Perjalan
menuju lahirnya bangsa Indonesia bukanlah hal yang mudah. Sejarah telah
mencatat betapa heroiknya perjuangan yang dilakukan leluhur kita melawan
penjajah asing di negeri ini. Pembangkan atas dasar kesadaran terhadap
penindasan pun tak pernah surut, bahkan menjadi benang merah anak-anak bangsa
dari setiap daerah untuk terus berkomitmen demi sebuah kemerdekaan.
28 Oktober 1928 pada Kongres Pemuda II Indonesia.yang dihadiri oleh
berbagai wakil organisasi kepemudaan diantaranya Jong Java, Jong Batak, Jong,
Celebes, Jong Sumatranen Bond, Jong Islamieten Bond,dan Jong Ambon, serta
pengamat dari pemuda Tiong Hoa seperti Kwee Thiam Hong, John Lauw Tjoan Hok,
Oey Kay Siang, dan Tjoi Djien Kwie. Menghasilkan ikrar bersama yang disebut
sebagai Sumpah Pemuda.
Sumpah Pemuda bukan sekedar barisan kalimat padu yang dirajut tanpa
makna. Sebagai sebuah sumpah, Ikrar yang di buat adalah semangat anak-anak
bangsa untuk bersatu dan membuat gerakan-gerakan kepemudaan sebagai aktualisasi
diri menuju bangsa yang merdeka. Semangat yang lahir demi kemerdekaan keluarga mereka, daerah
mereka berasal dan rakyat yang menanti kehidupan yang lebih humanis dan
bermartabat.
Potret degradasi
Kondisi kekinian pemuda sebagai penerus bangsa hari ini
seakan tereduksi oleh perkembangan teknologi. Tidak jarang pola hidup matrealis
dan hedonis terlihat lebih dominan dikalangan pemuda.

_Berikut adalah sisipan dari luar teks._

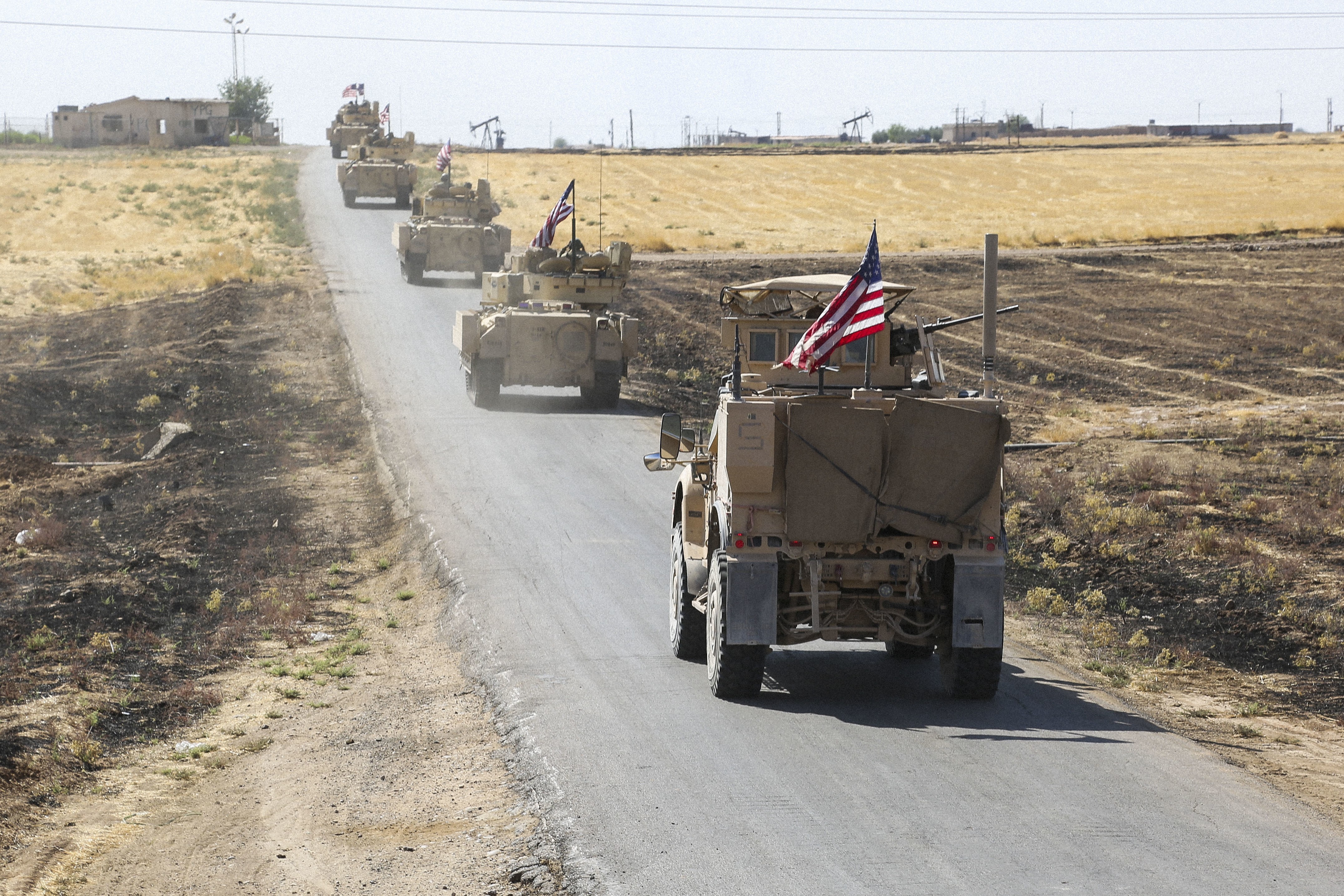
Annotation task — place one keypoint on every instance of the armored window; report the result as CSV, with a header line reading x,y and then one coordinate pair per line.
x,y
855,352
763,347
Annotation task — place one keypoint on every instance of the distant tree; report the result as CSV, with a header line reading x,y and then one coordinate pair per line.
x,y
249,99
902,135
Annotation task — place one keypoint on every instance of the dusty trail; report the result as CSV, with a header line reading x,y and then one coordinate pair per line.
x,y
852,774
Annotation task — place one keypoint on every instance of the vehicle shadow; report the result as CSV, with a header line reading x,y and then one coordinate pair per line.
x,y
515,404
451,283
373,205
869,688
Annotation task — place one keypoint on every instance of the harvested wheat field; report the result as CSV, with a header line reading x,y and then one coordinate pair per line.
x,y
936,199
95,228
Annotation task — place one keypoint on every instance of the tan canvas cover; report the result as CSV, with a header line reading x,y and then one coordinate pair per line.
x,y
820,503
943,461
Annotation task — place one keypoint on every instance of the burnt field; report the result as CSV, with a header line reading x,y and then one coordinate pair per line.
x,y
1162,559
138,578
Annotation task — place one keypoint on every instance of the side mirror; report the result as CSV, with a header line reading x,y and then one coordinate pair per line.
x,y
670,437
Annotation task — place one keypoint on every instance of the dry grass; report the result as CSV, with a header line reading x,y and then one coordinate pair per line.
x,y
764,203
89,229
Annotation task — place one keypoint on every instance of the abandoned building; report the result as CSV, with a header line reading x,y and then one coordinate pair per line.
x,y
150,123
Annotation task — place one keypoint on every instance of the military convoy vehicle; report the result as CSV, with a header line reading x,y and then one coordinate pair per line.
x,y
546,323
858,504
379,167
451,230
353,123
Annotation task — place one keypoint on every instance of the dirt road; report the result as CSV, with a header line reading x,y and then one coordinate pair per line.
x,y
851,774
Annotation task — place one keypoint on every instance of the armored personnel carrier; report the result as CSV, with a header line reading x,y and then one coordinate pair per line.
x,y
451,230
379,167
353,123
546,323
858,504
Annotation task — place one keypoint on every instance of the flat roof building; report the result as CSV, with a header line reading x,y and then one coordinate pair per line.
x,y
146,123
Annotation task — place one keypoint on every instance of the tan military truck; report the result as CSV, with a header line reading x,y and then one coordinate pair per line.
x,y
546,323
379,169
353,123
451,230
862,504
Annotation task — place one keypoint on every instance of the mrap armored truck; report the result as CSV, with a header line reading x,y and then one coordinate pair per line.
x,y
451,230
546,323
379,167
859,504
353,123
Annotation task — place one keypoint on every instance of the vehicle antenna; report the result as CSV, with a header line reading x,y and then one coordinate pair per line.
x,y
737,363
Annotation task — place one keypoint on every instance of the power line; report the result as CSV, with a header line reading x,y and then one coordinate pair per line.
x,y
683,47
826,14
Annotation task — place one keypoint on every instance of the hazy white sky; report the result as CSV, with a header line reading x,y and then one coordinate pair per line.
x,y
572,91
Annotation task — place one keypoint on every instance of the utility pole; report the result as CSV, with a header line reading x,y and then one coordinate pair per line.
x,y
233,22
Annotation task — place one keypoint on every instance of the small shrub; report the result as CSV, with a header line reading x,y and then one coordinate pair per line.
x,y
86,751
39,640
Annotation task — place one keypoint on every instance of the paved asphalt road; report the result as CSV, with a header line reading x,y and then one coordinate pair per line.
x,y
854,774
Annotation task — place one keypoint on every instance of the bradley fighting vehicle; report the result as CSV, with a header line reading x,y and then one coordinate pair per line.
x,y
353,123
858,504
546,323
451,230
379,167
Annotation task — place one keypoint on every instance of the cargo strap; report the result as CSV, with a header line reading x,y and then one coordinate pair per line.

Kepedulian terhadap
hal-hal kebangsaan kalah pamor dengan perkembangan gadget dan life style
selebritas. Ruang-ruang diskusi dan gerakan sosial yang dilakukan aktivis kampus
pun semakin kurang.
Ironisnya yang menjadi konsumsi publik hari ini ialah
perpecahan yang muncul di dunia kampus. Tawuran yang seakan menjadi tradisi di
beberapa kampus atas ego fakultas, daerah, dan golongan menciderai nilai
intelektualitas dalam diri mahasiswa itu sendiri. Perpecahan begitu mudahnya
tersulut atas api egosentris ataupun doktrin turun temurun. Sebuah distorsi
dari pemaknaan ikrar Pemuda yang menjunjung persatuan bangsa yang besar.
Refleksi 85 tahun
Peringatan hari Sumpah Pemuda 28 Oktober 2013 dimaknai
berbeda dari setiap kampus di Indonesia. Di Makassar, gabungan mahasiswa
menggelar aksi demonstrasi diberbagai titik dan di depan kampus mereka. Di Fly
over urip Sumiharjo, mahasiswa yang berasal dari lintas kampus di Makassar
seperti UNHAS,UMI,UNM,UNISMUH, dan UIN berorasi tentang kegelisahan mereka
terhadap berbagai polemik bangsa yang tak kunjung selesai. Penyelesaian kasus kejahatan
–kejahatan yang dilakukan aparatur Negara dan kebijakan pemerintah yang tidak
pro rakyat menjadi tuntuan mahasiswa.
Di Malang, Ratusan mahasiswa di Malang, Jawa Timur, yang
tergabung dalam Himpunan Mahasiswa Islam (HMI), menggelar aksi di jalan
Veteran, Kota Malang, dalam rangka Hari Sumpah Pemuda. Mereka mengecam investor
asing yang masuk ke Indonesia, yang dinilai hanya merugikan rakyat dan negara.
Sementara di Bandung, di kampus ITB memaknai hari Sumpah Pemuda dengan bentuk
gerakan yang sederhana yaitu mengenakan Jas Alamamater ITB sebagai bentuk persatuan
mereka, kabinet KM ITB berharap bahwa mahasiswa ITB semakin tergerak untuk
memberikan karya-karya kongkret kepada masyarakat, lingkungan dan negara
Indonesia ini.
Pelajar, Mahasiswa, kaum muda di Indonesia harus memaknai
peringatan Sumpah Pemuda lebih dari kegiatan seremonial tahunan belaka.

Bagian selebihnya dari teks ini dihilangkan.